Reactions: Thank You! 1


----------



## DKMD (Jun 25, 2020)

Very cool!

Reactions: Thank You! 1


----------



## Mr. Peet (Jun 25, 2020)

tomwilson74 said:


> I never knew these things would be so popular! I haven’t sold any but ive given three away...
> 
> View attachment 189440



Look just right for mask holders and "cup" holders and...

Reactions: Funny 1


----------



## tomwilson74 (Jun 25, 2020)

Mr. Peet said:


> Look just right for mask holders and "cup" holders and...

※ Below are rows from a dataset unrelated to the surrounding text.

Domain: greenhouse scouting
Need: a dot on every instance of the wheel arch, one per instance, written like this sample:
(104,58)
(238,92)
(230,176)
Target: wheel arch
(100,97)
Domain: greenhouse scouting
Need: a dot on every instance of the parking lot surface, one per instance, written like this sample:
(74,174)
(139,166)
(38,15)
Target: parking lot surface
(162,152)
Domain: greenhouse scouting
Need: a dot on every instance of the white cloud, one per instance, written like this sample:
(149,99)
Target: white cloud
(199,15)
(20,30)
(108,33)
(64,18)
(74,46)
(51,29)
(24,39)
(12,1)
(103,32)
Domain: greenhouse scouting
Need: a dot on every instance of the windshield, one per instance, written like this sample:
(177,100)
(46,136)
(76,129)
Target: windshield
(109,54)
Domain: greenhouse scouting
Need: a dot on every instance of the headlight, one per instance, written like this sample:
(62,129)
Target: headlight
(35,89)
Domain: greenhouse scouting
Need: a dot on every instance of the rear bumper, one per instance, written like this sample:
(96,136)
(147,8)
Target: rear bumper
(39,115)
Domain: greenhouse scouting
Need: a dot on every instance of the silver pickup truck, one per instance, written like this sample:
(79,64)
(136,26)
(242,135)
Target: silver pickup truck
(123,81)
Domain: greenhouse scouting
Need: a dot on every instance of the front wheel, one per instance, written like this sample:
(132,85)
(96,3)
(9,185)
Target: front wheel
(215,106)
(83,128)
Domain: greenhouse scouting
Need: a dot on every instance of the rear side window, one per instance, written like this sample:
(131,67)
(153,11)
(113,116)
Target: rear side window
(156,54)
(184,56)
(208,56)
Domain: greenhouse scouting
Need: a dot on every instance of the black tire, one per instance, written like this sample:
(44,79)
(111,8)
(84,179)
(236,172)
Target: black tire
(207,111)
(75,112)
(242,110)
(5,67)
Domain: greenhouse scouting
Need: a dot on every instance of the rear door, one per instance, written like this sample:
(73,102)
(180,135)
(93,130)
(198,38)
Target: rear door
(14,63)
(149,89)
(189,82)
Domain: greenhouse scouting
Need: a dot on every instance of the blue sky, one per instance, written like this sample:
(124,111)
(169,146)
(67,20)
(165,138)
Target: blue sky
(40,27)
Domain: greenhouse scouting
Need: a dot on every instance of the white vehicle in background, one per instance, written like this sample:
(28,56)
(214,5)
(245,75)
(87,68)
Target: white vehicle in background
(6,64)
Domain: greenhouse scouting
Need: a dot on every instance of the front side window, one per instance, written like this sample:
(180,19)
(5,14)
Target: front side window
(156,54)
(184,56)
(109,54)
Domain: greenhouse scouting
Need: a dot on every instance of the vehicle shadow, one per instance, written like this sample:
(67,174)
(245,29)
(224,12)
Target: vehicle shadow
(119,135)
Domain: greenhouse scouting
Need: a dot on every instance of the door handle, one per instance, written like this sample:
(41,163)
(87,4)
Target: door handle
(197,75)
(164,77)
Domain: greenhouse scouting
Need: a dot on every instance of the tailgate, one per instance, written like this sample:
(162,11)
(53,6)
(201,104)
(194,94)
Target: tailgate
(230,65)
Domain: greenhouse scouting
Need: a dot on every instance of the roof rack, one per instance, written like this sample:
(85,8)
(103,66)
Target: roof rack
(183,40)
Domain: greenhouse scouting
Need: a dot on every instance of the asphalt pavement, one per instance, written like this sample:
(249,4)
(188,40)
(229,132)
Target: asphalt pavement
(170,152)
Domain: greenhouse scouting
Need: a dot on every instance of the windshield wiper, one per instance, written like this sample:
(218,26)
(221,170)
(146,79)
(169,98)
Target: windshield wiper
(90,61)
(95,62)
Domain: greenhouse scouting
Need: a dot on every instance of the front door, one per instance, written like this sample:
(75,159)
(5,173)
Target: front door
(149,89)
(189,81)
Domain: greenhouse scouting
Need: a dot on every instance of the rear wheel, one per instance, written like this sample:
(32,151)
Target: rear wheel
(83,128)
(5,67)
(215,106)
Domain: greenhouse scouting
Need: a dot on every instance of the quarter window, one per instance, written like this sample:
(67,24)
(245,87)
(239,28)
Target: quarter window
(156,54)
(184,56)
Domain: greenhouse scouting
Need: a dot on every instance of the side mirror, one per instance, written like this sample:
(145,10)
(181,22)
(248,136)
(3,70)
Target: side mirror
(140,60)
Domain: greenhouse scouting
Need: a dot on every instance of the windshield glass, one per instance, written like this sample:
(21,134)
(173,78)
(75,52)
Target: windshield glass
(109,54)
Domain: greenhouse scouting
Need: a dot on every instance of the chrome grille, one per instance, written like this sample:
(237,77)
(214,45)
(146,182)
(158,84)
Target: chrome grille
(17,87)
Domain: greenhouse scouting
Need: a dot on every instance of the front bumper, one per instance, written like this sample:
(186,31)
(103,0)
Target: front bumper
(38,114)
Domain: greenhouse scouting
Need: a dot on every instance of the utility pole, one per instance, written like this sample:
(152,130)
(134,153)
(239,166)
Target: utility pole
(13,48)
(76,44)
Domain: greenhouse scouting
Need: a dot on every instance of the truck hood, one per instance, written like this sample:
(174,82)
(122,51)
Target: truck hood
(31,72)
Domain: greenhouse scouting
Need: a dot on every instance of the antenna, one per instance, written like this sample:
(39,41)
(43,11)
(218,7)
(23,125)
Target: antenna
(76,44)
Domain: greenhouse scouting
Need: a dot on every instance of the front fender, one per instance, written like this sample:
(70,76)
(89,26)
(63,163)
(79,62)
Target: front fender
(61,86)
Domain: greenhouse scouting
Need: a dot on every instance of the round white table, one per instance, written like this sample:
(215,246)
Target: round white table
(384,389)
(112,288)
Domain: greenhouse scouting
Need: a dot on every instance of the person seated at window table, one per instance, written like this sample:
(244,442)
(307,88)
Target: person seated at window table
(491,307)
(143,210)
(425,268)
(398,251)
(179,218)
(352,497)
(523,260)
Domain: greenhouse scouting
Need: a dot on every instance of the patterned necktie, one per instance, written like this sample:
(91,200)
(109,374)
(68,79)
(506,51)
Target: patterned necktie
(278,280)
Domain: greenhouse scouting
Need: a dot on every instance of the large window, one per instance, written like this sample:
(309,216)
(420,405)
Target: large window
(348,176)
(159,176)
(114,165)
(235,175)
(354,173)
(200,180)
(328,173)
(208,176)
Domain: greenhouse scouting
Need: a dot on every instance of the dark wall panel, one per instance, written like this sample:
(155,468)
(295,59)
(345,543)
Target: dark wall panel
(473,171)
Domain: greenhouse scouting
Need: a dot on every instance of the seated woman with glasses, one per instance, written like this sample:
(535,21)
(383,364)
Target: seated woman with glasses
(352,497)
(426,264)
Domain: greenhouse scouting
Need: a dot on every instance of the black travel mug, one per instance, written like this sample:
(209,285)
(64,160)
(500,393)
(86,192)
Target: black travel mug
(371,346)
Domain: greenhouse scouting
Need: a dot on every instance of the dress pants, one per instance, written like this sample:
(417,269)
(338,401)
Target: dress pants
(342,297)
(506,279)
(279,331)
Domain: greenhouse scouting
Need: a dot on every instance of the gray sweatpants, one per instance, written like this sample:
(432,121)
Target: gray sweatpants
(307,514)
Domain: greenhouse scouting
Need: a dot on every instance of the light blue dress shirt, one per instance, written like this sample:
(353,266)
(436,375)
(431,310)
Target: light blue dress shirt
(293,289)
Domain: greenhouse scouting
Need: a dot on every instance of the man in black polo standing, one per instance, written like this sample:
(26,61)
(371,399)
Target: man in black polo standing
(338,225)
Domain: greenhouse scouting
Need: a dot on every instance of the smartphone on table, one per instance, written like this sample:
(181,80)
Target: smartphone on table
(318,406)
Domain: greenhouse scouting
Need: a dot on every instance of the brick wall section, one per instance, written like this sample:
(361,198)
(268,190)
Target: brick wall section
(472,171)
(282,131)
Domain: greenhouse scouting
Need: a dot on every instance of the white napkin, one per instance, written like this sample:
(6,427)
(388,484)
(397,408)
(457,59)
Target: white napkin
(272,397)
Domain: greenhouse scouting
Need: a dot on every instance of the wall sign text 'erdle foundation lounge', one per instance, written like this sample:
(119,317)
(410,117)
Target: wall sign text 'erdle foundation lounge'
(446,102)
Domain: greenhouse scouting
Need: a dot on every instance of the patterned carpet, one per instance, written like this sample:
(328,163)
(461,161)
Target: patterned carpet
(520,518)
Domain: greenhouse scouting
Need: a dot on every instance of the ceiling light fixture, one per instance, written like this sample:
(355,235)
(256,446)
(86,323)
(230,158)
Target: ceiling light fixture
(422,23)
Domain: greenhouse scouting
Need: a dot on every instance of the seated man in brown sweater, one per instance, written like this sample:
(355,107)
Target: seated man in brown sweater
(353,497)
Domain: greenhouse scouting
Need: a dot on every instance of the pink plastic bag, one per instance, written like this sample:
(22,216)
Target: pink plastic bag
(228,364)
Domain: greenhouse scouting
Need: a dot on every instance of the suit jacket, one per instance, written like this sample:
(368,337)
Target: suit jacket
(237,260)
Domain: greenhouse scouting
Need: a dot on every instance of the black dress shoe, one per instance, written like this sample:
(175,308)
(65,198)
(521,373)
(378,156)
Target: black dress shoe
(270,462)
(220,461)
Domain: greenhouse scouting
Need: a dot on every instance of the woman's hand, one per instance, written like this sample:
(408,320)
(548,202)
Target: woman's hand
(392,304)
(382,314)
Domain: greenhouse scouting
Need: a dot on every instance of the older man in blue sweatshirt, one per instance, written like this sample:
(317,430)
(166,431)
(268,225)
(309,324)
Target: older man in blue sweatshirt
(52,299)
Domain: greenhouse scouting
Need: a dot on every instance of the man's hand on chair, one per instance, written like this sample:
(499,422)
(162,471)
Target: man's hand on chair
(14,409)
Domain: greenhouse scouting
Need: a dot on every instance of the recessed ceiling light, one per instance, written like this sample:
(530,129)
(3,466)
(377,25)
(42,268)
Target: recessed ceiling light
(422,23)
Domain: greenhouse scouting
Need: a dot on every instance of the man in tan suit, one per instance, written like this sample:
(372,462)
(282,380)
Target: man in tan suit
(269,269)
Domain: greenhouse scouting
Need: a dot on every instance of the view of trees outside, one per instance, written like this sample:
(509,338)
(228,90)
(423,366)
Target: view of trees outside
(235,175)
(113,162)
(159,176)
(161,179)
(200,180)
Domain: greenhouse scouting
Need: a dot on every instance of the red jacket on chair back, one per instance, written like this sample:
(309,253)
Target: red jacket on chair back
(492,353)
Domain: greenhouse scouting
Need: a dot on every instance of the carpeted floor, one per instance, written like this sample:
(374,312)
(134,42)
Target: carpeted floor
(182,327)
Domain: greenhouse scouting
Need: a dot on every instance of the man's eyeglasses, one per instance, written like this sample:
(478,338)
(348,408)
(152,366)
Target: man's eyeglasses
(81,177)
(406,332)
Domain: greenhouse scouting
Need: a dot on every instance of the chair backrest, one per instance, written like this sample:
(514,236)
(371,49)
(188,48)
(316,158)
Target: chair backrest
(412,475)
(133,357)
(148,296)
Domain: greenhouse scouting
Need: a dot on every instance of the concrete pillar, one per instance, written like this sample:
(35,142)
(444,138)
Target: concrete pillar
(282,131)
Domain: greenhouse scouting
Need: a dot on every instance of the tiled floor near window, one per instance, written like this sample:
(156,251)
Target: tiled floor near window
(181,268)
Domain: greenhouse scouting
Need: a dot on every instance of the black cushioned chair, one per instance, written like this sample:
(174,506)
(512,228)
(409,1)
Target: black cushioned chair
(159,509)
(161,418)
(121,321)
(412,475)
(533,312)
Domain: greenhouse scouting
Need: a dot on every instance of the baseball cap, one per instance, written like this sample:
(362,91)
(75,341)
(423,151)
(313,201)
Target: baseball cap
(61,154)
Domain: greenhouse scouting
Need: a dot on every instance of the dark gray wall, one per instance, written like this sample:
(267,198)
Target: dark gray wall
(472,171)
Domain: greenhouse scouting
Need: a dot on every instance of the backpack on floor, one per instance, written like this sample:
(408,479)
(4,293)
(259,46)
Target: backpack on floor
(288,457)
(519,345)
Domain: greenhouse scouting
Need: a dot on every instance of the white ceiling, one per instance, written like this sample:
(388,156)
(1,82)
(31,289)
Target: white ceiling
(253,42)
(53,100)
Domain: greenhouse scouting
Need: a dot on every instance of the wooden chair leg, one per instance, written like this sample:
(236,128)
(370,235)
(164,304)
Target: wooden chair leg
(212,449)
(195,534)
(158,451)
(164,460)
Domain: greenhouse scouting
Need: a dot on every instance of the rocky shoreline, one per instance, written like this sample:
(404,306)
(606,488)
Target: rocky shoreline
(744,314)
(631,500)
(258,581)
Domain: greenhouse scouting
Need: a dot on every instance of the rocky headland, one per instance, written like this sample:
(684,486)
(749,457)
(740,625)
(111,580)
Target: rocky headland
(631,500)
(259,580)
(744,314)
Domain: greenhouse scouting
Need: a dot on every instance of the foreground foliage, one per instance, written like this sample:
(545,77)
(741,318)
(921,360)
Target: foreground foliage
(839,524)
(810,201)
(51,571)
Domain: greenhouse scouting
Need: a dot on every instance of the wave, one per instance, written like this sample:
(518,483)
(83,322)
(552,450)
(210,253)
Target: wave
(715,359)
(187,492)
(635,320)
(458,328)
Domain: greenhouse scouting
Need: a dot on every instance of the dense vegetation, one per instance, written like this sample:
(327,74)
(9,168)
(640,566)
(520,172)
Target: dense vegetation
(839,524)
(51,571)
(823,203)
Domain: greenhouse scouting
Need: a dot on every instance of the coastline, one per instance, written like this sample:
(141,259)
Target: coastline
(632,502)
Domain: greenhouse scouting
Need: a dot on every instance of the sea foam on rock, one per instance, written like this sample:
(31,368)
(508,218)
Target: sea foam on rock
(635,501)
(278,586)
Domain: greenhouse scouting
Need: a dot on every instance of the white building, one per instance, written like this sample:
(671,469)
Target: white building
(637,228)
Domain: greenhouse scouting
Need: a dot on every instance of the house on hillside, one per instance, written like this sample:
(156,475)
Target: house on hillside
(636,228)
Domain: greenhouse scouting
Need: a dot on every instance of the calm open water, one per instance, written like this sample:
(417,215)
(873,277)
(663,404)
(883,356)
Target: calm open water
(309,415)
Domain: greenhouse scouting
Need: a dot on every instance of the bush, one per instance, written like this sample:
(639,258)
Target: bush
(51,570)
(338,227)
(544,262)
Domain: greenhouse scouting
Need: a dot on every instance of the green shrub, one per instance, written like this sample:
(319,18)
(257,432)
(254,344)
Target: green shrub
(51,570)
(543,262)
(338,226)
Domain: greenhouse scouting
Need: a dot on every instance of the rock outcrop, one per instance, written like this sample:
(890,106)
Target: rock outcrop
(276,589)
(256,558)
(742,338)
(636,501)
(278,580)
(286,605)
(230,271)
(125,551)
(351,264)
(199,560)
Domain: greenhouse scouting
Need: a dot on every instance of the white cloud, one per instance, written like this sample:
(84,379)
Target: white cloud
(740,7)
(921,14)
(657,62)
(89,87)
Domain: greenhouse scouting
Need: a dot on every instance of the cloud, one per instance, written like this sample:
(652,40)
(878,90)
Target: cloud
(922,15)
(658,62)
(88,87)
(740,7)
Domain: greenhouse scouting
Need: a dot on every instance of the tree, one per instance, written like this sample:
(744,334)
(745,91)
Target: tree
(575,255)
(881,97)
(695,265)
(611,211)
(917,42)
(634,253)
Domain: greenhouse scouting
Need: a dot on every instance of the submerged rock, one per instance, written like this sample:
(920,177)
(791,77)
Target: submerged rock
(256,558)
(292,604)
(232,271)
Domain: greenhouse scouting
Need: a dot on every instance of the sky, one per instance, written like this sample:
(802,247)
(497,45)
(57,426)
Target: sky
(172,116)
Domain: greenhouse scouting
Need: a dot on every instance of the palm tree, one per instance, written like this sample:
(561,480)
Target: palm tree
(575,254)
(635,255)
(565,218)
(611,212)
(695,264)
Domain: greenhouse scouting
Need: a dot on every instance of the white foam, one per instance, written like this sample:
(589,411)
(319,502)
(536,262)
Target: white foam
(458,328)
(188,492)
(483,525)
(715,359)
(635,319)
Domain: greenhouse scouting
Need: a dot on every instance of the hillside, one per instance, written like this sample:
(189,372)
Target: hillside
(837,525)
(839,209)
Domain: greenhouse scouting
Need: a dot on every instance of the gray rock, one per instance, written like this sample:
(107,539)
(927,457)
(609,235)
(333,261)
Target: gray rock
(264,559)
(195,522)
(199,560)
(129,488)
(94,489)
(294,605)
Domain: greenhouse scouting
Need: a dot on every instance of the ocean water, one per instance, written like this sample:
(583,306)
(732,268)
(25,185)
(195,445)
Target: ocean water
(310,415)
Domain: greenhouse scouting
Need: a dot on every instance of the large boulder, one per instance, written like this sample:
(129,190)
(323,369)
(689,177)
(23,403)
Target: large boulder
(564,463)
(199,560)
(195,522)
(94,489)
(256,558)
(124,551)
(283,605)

That’s what I told my wife!


----------



## ripjack13 (Jun 25, 2020)

Fascinating....

Reactions: Thank You! 1


----------



## Gdurfey (Jun 26, 2020)

@tomwilson74 , saw one in your other recent post and was wondering. Very cool!!!


----------



## tomwilson74 (Jun 26, 2020)

Made one for a Fender Stratocaster fan.

Reactions: Like 1 | Way Cool 2


----------



## tomwilson74 (Jun 28, 2020)

Made a few more pick shaped ones and a Les Paul shape too.

Reactions: Way Cool 3


----------



## tmar (Jun 29, 2020)

Cool!

Reactions: Thank You! 1


----------



## T. Ben (Jul 2, 2020)

Those are awesome. Great job.

Reactions: Thank You! 1


----------